Türkiye'de büyümüş bir kadınsanız bu kitaptan etkilenmeme ihtimaliniz yok. Ana karakterin ve arkadaşlarının başından geçen durumların en az birini mutlaka yaşamışsınızdır.
Kitap, toplumun kızları nasıl sıkı bir çembere aldığını, bu çemberden çıkmak için nasıl yollara başvurmak zorunda kaldığımızı gözler önüne seriyor. Çoğu doğal ve sıradan olması gereken olayların kadınları suçlamak için kullanılması ve kadınların yasaklardan dolayı birçok şeyi gizli gizli yaşamak zorunda kalması içler acısı. Erkek ve kız çocukların birlikte oyun oynaması, ilk buluşma, her genç gibi yaşıtlarıyla vakit geçirmek ve gezmek gibi hayatın basit zevklerinin kadınlara zehir edilmesini okuyoruz ve ana karakterimiz bu olayları sorgularken biz de kendi çocukluğumuzla bir hesaplaşma yaşıyoruz adeta.
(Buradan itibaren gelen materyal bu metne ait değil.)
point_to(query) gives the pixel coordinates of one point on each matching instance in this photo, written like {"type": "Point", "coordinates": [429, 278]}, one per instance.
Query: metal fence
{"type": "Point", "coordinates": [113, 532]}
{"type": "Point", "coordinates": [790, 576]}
Kitap, cinsiyetçi düşünce yapılarını bir bir ele alıyor ve bir çocuğun gözünden bunların ne kadar saçma şeyler olduğunu gösteriyor.
Kitabı okurken kendi çocukluk ve ergenlik yıllarımdan birçok detay buldum ve bu detayların sadece bana ve Duygu Asena'ya özel olduğunu düşünmüyorum. Anlatılan bu ülkenin bütün kadınlarının biyografisi.